Image credit: Diagram Placeholder - Illustration of False Sharing where two cores invalidate each other's cache lines.
The Scenario: Concurrent Counters
Imagine a struct tracking metrics for two distinct services, processed by separate goroutines:
type Metrics struct {
ServiceACount uint64
ServiceBCount uint64
}
These two fields are adjacent in memory.
- Core 1 updates
ServiceACount. It invalidates the cache line for Core 2. - Core 2 updates
ServiceBCount. It invalidates the cache line for Core 1. - The cache coherence protocol (MESI) forces the cores to communicate, drastically slowing down write operations.

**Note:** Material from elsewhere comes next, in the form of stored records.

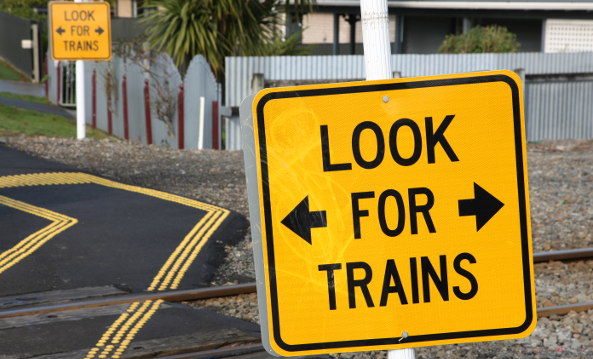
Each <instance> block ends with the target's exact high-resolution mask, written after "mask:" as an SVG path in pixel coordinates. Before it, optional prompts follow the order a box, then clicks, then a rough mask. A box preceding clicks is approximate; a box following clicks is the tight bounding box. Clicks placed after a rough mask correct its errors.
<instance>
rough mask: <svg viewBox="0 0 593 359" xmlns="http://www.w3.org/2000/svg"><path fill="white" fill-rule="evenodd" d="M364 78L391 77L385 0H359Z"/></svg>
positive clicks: (396, 357)
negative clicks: (365, 76)
mask: <svg viewBox="0 0 593 359" xmlns="http://www.w3.org/2000/svg"><path fill="white" fill-rule="evenodd" d="M360 14H361V20H362V41H363V47H364V63H365V69H366V79H367V81H370V80H386V79H390V78H391V77H392V72H391V50H390V46H389V45H390V44H389V15H388V13H387V0H360ZM387 357H388V358H389V359H415V357H416V353H415V351H414V349H397V350H389V351H388V353H387Z"/></svg>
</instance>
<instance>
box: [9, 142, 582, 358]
mask: <svg viewBox="0 0 593 359" xmlns="http://www.w3.org/2000/svg"><path fill="white" fill-rule="evenodd" d="M4 142H5V143H6V144H7V145H8V146H10V147H13V148H16V149H19V150H22V151H24V152H27V153H30V154H32V155H35V156H38V157H43V158H46V159H50V160H53V161H57V162H61V163H65V164H68V165H71V166H73V167H76V168H78V169H80V170H83V171H87V172H90V173H92V174H96V175H100V176H104V177H107V178H110V179H113V180H116V181H121V182H124V183H128V184H131V185H138V186H144V187H149V188H154V189H158V190H162V191H166V192H170V193H175V194H179V195H183V196H186V197H189V198H193V199H197V200H202V201H205V202H208V203H211V204H215V205H219V206H222V207H225V208H228V209H231V210H234V211H236V212H239V213H241V214H243V215H245V216H246V217H247V218H249V214H248V206H247V194H246V185H245V175H244V170H243V155H242V153H241V152H240V151H210V150H204V151H196V150H183V151H179V150H174V149H170V148H164V147H159V146H154V145H153V146H146V145H140V144H134V143H130V142H125V141H116V140H109V139H103V140H82V141H77V140H72V139H55V138H46V137H24V136H19V137H9V138H6V139H4ZM527 157H528V167H529V186H530V202H531V216H532V232H533V246H534V251H535V252H539V251H548V250H555V249H569V248H583V247H593V230H592V229H593V142H592V141H554V142H544V143H532V144H529V145H528V156H527ZM251 250H252V248H251V240H250V237H249V235H247V236H246V237H245V238H244V239H243V240H242V241H240V242H239V243H238V244H237V245H236V246H234V247H229V248H227V249H226V252H227V258H226V260H225V263H224V264H223V265H222V266H221V267H220V269H219V271H218V273H217V274H216V276H215V278H214V280H213V284H215V285H222V284H227V283H236V282H238V281H241V282H245V281H253V280H254V279H255V278H254V272H253V258H252V253H251ZM535 277H536V279H535V281H536V292H537V301H538V306H549V305H559V304H568V303H574V302H584V301H593V288H592V284H591V283H593V280H592V279H593V261H580V262H573V263H559V262H550V263H542V264H538V265H536V266H535ZM256 302H257V300H256V296H255V295H254V294H249V295H242V296H237V297H232V298H228V299H215V300H209V301H200V302H197V303H193V305H197V306H208V307H212V308H216V309H217V310H219V311H221V312H224V313H227V314H229V315H232V316H235V317H239V318H242V319H245V320H251V321H254V322H257V321H258V316H257V303H256ZM416 355H417V358H435V357H438V358H459V357H467V358H518V357H522V358H591V357H593V311H589V312H584V313H570V314H569V315H566V316H557V317H551V318H541V319H540V320H539V322H538V325H537V328H536V330H535V332H534V334H532V335H531V336H530V337H528V338H525V339H521V340H508V341H496V342H486V343H474V344H459V345H447V346H436V347H427V348H419V349H418V350H417V351H416ZM338 357H347V358H371V357H373V358H381V357H385V353H359V354H341V355H339V356H338Z"/></svg>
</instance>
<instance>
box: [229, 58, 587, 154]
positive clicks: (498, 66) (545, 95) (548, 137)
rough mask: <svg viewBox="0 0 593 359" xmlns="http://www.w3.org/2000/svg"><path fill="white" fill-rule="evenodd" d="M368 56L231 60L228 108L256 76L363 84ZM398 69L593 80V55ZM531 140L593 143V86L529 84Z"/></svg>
mask: <svg viewBox="0 0 593 359" xmlns="http://www.w3.org/2000/svg"><path fill="white" fill-rule="evenodd" d="M363 60H364V58H363V56H348V55H346V56H308V57H228V58H227V59H226V66H227V67H226V94H225V106H229V107H236V106H239V105H240V104H241V101H242V100H243V99H244V98H245V97H247V96H248V95H249V94H250V92H251V79H252V78H253V74H254V73H263V74H264V77H265V78H266V79H267V80H271V81H287V80H289V81H294V82H299V81H301V82H303V81H322V80H333V81H348V80H352V79H363V78H364V77H365V74H364V62H363ZM391 60H392V69H393V70H394V71H399V72H401V75H402V76H403V77H413V76H428V75H437V74H452V73H462V72H473V71H485V70H501V69H507V70H515V69H524V70H525V74H526V75H527V76H529V75H546V74H554V75H563V74H592V73H593V53H591V52H583V53H515V54H461V55H449V54H431V55H392V58H391ZM525 107H526V108H525V113H526V131H527V138H528V140H531V141H536V140H542V139H569V138H575V139H576V138H588V139H590V138H593V129H592V127H593V84H592V82H591V81H573V80H566V81H563V82H558V81H556V82H550V81H548V82H529V81H528V83H527V84H526V85H525ZM227 122H228V125H227V148H233V149H236V148H239V147H240V146H241V145H240V142H239V143H229V141H235V140H237V141H240V137H238V136H237V134H236V133H234V132H233V131H236V130H237V129H236V128H237V126H235V121H234V119H229V120H228V121H227ZM229 131H230V133H229Z"/></svg>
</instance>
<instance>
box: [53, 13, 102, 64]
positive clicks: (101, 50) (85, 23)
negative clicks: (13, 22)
mask: <svg viewBox="0 0 593 359" xmlns="http://www.w3.org/2000/svg"><path fill="white" fill-rule="evenodd" d="M49 15H50V33H51V35H50V38H51V53H52V57H53V59H54V60H94V61H109V60H111V16H110V12H109V3H107V2H84V3H82V2H80V3H74V2H66V1H63V2H62V1H50V2H49Z"/></svg>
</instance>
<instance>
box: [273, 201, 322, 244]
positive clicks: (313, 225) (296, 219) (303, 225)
mask: <svg viewBox="0 0 593 359" xmlns="http://www.w3.org/2000/svg"><path fill="white" fill-rule="evenodd" d="M282 224H283V225H285V226H286V227H288V228H289V229H290V230H291V231H293V232H294V233H296V235H298V236H299V237H301V238H302V239H304V240H306V241H307V242H308V243H309V244H313V243H312V241H311V228H321V227H327V218H326V215H325V211H313V212H310V211H309V196H306V197H305V198H304V199H303V200H302V201H301V202H300V203H299V204H297V206H296V207H295V208H294V209H293V210H292V211H290V213H289V214H288V215H287V216H286V217H285V218H284V219H283V220H282Z"/></svg>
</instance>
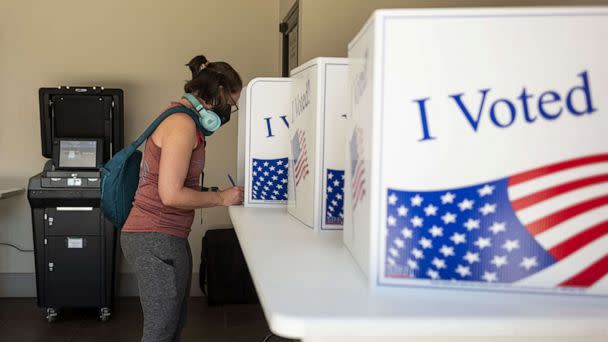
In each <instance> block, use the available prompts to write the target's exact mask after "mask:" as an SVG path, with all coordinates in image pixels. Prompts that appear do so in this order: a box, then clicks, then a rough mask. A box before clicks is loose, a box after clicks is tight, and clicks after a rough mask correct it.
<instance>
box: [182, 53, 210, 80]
mask: <svg viewBox="0 0 608 342" xmlns="http://www.w3.org/2000/svg"><path fill="white" fill-rule="evenodd" d="M208 63H209V61H208V60H207V57H205V56H203V55H198V56H196V57H194V58H192V59H191V60H190V62H188V64H186V66H187V67H188V68H189V69H190V72H191V73H192V78H195V77H196V75H198V73H199V72H201V70H203V69H204V68H205V66H207V64H208Z"/></svg>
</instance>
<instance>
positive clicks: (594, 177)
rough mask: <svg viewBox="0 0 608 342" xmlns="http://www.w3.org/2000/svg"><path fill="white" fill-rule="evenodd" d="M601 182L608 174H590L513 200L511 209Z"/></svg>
mask: <svg viewBox="0 0 608 342" xmlns="http://www.w3.org/2000/svg"><path fill="white" fill-rule="evenodd" d="M603 182H608V174H602V175H598V176H591V177H587V178H583V179H579V180H575V181H572V182H569V183H564V184H560V185H557V186H554V187H552V188H549V189H545V190H541V191H538V192H535V193H533V194H530V195H528V196H524V197H522V198H519V199H517V200H515V201H513V203H512V205H513V209H514V210H515V211H518V210H522V209H525V208H527V207H529V206H532V205H534V204H536V203H538V202H542V201H544V200H547V199H549V198H552V197H555V196H558V195H561V194H563V193H566V192H569V191H573V190H576V189H580V188H584V187H586V186H589V185H593V184H598V183H603Z"/></svg>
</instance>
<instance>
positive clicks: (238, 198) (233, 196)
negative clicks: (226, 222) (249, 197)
mask: <svg viewBox="0 0 608 342" xmlns="http://www.w3.org/2000/svg"><path fill="white" fill-rule="evenodd" d="M218 195H219V196H220V203H221V204H220V205H223V206H226V207H229V206H231V205H240V204H243V197H244V193H243V187H242V186H233V187H232V188H228V189H226V190H223V191H220V192H218Z"/></svg>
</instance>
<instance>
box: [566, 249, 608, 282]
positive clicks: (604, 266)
mask: <svg viewBox="0 0 608 342" xmlns="http://www.w3.org/2000/svg"><path fill="white" fill-rule="evenodd" d="M606 273H608V254H607V255H605V256H604V257H603V258H601V259H600V260H598V261H596V262H595V263H594V264H592V265H591V266H589V267H587V268H586V269H584V270H582V271H581V272H579V273H578V274H576V275H574V276H573V277H572V278H570V279H568V280H566V281H564V282H563V283H561V284H559V285H560V286H571V287H589V286H591V285H593V284H594V283H595V282H596V281H598V280H600V279H602V278H603V277H604V276H605V275H606Z"/></svg>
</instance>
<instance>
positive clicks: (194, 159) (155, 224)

The Solution: Padding for Isolation
To fix this, we force the fields onto separate cache lines by inserting padding.
import "golang.org/x/sys/cpu"
type OptimizedMetrics struct {
ServiceACount uint64
_ [56]byte // Padding to fill the 64-byte line (8 + 56 = 64)
ServiceBCount uint64
}
Note: In reality, cache line sizes can vary, but 64 bytes is the standard for x86-64. The _ [56]byte is a manual way to ensure ServiceBCount starts at offset 64 (assuming ServiceACount started at 0).
A more robust approach often used in high-performance libraries involves leveraging the cpu.CacheLinePad struct (if available in your architecture's support libraries) or defining a constant:
const CacheLineSize = 64
type OptimizedMetrics struct {
ServiceACount uint64
_ [CacheLineSize - 8]byte // Padding
ServiceBCount uint64
}
Benchmark: False Sharing
The performance impact is real. Here is a conceptual comparison of throughput when incrementing counters concurrently:
| Strategy | Throughput (Ops/sec) |
|---|---|
| Packed (False Sharing) | ~15,000,000 |
| Padded (No False Sharing) | ~85,000,000 |
Note: Actual numbers vary by hardware, but 5x-10x improvements are common in write-heavy concurrent scenarios.

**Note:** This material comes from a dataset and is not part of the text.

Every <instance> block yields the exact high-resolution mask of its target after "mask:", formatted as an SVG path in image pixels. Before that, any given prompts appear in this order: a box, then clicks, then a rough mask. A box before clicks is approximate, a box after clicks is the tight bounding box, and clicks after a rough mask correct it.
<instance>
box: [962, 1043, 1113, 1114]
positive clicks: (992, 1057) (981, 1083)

Common Pitfalls and Trade-offs
Optimisation is rarely free. Before you start rearranging every struct in your codebase, consider the trade-offs.
1. Readability vs. Efficiency
Logical grouping aids maintainability. Separating a ZipCode field from its Address struct just to save 2 bytes might confuse future developers.
- Rule: Optimise "hot" structs (those allocated in the millions) or long-lived data structures. Ignore one-off config structs.
2. Architecture Dependency
The sizes of int and uint depend on the architecture (32-bit vs 64-bit). Hardcoding padding based on specific sizes might break alignment on different architectures (e.g., WASM or embedded ARM).
- Tip: Use
int64/uint64explicitly if you need consistent sizing, or trustunsafe.Alignofif writing generic padding logic.
3. Pointer Alignment
Pointers are 8 bytes on 64-bit systems. If your struct contains pointers (including strings and slices), they also have alignment requirements. The Garbage Collector also scans these pointers; compacting them together can sometimes slightly improve GC scanning speed (due to locality), but this is a micro-optimization.
Summary
Memory layout in Go is a subtle art that balances hardware requirements with software abstraction.
- The Problem: The compiler adds padding to align fields to machine words, causing "holes" in your data.
- The Quick Win: Reorder fields from largest to smallest (pointers/
int64->int32->bool/byte). Usefieldalignmentto spot opportunities. - The High-Performance Play: Use padding (
_ [56]byte) to prevent false sharing on hot concurrent fields, ensuring they reside on different CPU cache lines.
By understanding these low-level details, you move from writing code that simply "works" to writing code that is sympathetic to the machine it runs on—efficient, compact, and blazingly fast.